Hey! If you want to learn to deploy your Laravel application on Kubernetes, I've got you covered: View Course

Reddit's "hotness" algorithm

Published in RedditAlgorithmLaravelEloquent on Aug 7, 2020

I long time ago I was working on a location-based social network. We basically divided the World into groups according to the demographics of the region (crowded places would have more, smaller groups). Inside a group, you have many different "topics" (that's not what we called all this, it's just an example so you get a general idea).

These topics would be like chat-rooms. We sorted the topics based on the number of messages being exchanged in them. So the most-chatted topics would appear on top. But there is a problem with this approach. If a topic arises and is heated up, there are chances the topic would cool down after a while and get "stale" but always on the top. To fix that, we implemented the Reddit "hotness" algorithm based on the messages count.

There is a great write-up full of details on how the algorithm works, but the general idea is that we should implement a sorting rule that takes the number of messages in the topic and when the topic was created.

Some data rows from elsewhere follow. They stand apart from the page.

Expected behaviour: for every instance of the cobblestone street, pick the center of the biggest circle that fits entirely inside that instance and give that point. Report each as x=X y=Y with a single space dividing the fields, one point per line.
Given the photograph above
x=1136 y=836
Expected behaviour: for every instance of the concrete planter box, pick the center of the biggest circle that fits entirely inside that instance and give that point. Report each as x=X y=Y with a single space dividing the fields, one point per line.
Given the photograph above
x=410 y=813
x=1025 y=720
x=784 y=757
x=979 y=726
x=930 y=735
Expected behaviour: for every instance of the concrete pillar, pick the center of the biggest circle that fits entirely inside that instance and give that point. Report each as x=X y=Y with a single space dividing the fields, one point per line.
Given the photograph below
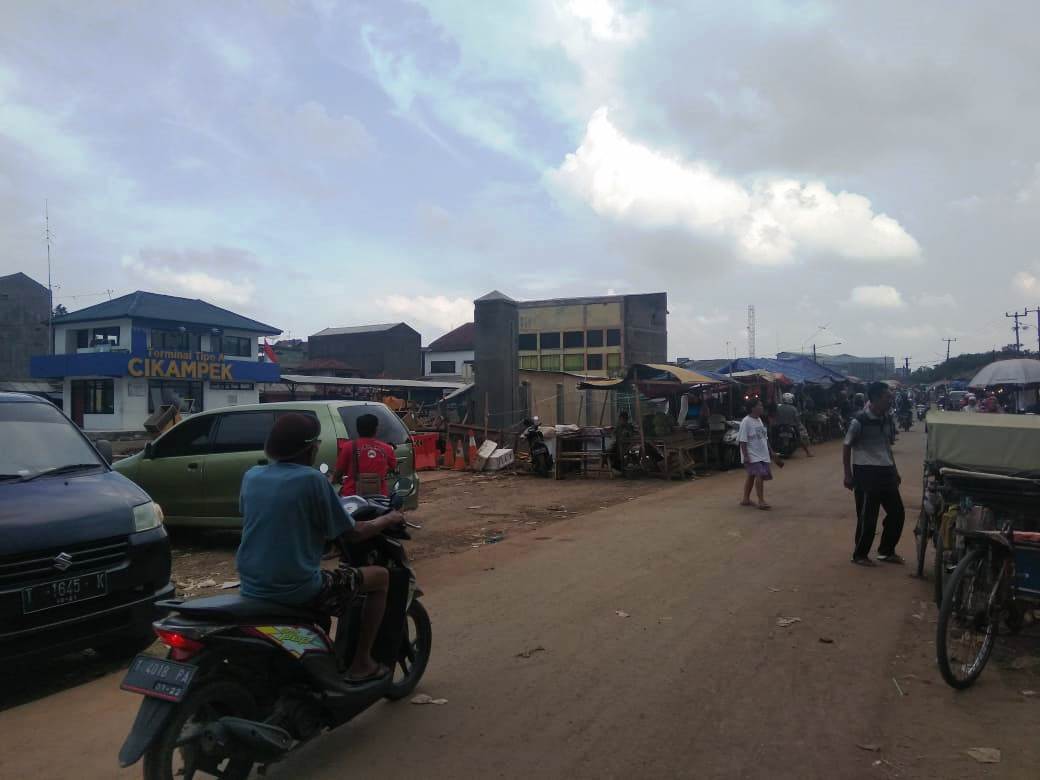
x=496 y=361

This way, new messages will give a topic a boost, but eventually, new topics will be "hot" no matter the number of messages a topic has.

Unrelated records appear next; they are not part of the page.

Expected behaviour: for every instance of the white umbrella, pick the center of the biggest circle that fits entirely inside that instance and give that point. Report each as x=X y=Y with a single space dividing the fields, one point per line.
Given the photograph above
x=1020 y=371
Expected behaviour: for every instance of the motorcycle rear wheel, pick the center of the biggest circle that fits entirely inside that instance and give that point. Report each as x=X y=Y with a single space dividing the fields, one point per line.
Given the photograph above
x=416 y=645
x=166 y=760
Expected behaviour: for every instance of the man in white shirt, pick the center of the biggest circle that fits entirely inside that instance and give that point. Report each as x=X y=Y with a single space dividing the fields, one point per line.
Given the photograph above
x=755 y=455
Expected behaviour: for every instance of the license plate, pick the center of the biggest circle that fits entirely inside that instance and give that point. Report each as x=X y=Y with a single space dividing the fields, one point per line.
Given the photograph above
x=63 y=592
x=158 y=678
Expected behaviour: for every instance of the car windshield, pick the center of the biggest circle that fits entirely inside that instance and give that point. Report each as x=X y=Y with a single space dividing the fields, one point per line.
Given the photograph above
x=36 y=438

To do that in SQL, we would have something like this:

SELECT topics.*, LOG10(messages_count + 1) * 287015 + UNIX_TIMESTAMP(topics.created_at) AS topic_hotness
FROM topics
ORDER BY topic_hotness DESC

If you using Eloquent, you could write this query like this:

App\Topic::query()
  ->orderByDesc(
    DB::raw('LOG10(messages_count + 1) * 287015 + UNIX_TIMESTAMP(created_at)')
  )
  ->get();

In this case, I have a cached value called messages_count which is incremented every time a new message is sent to that topic. I could use sub-queries here, I guess. Not sure about performance, though. The created_at field is stored as a Unix timestamp. In the app I mentioned, I think we used stored-procedures and triggers to update a score field (I don't have the code anymore to look back at it). Not something I would do these days, to be honest.

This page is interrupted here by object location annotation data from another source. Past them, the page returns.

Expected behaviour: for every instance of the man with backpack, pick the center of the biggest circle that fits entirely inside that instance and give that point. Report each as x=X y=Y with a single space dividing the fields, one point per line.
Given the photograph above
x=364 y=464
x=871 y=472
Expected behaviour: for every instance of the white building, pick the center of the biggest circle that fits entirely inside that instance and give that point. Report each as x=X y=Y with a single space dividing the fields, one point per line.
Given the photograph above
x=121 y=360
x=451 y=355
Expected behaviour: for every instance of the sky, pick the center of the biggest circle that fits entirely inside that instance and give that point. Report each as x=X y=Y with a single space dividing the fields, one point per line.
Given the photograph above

Check the article I linked above for a very detailed explanation of the problem and this solution. With a random dataset, this query would generate the following JSON payload:

[
  {
    "id": 2,
    "title": "ab reprehenderit ipsa",
    "messages_count": 100,
    "created_at": "2020-08-05T20:32:00.000000Z"
  },
  {
    "id": 3,
    "title": "laborum quis qui",
    "messages_count": 500,
    "created_at": "2020-08-02T20:32:00.000000Z"
  },
  {
    "id": 1,
    "title": "odit est consectetur",
    "messages_count": 10,
    "created_at": "2020-08-07T20:32:00.000000Z"
  }
]

There are other more advanced algorithms at play in Reddit related to ranking, which are based on up/down votes (see here and also here - this one even contains SQL and Excel versions of the ranking so you can toy around with spreadsheets if that's your thing).

For reference, here's what the results would be to sort by date:

[
  {
    "id": 1,
    "title": "odit est consectetur",
    "messages_count": 10,
    "created_at": "2020-08-07T20:32:00.000000Z"
  },
  {
    "id": 2,
    "title": "ab reprehenderit ipsa",
    "messages_count": 100,
    "created_at": "2020-08-05T20:32:00.000000Z"
  },
  {
    "id": 3,
    "title": "laborum quis qui",
    "messages_count": 500,
    "created_at": "2020-08-02T20:32:00.000000Z"
  }
]

And here's what it would look like if we sorted it by messages_count:

[
  {
    "id": 3,
    "title": "laborum quis qui",
    "messages_count": 500,
    "created_at": "2020-08-02T20:32:00.000000Z"
  },
  {
    "id": 2,
    "title": "ab reprehenderit ipsa",
    "messages_count": 100,
    "created_at": "2020-08-05T20:32:00.000000Z"
  },
  {
    "id": 1,
    "title": "odit est consectetur",
    "messages_count": 10,
    "created_at": "2020-08-07T20:32:00.000000Z"
  }
]

Conclusion

These algorithms can be used to create more "relevant" ways to consume the data in your application. We can adapt it to our needs, depending on what our data looks like.

Bonus

You can wrap the hotness algorithm behind a query scope and add that dynamic field to the query when you need it, like:

App\Topic::query()
  ->withHotnessScore()
  ->get()

Where the query scope would be something like:

class Topic extends Model
{
    public function scopeWithHotnessScore(Builder $query, array $columns = ['topics.*'])
    {
        $query
            ->select(array_merge($columns, [
                DB::raw('LOG10(topics.messages_count + 1) * 287015 + UNIX_TIMESTAMP(topics.created_at) as hotness_score'),
            ]))
            ->reorder('hotness_score', 'DESC');

    }
}

If you know a more elegant way of adding this dynamic field to an Eloquent query, let me know.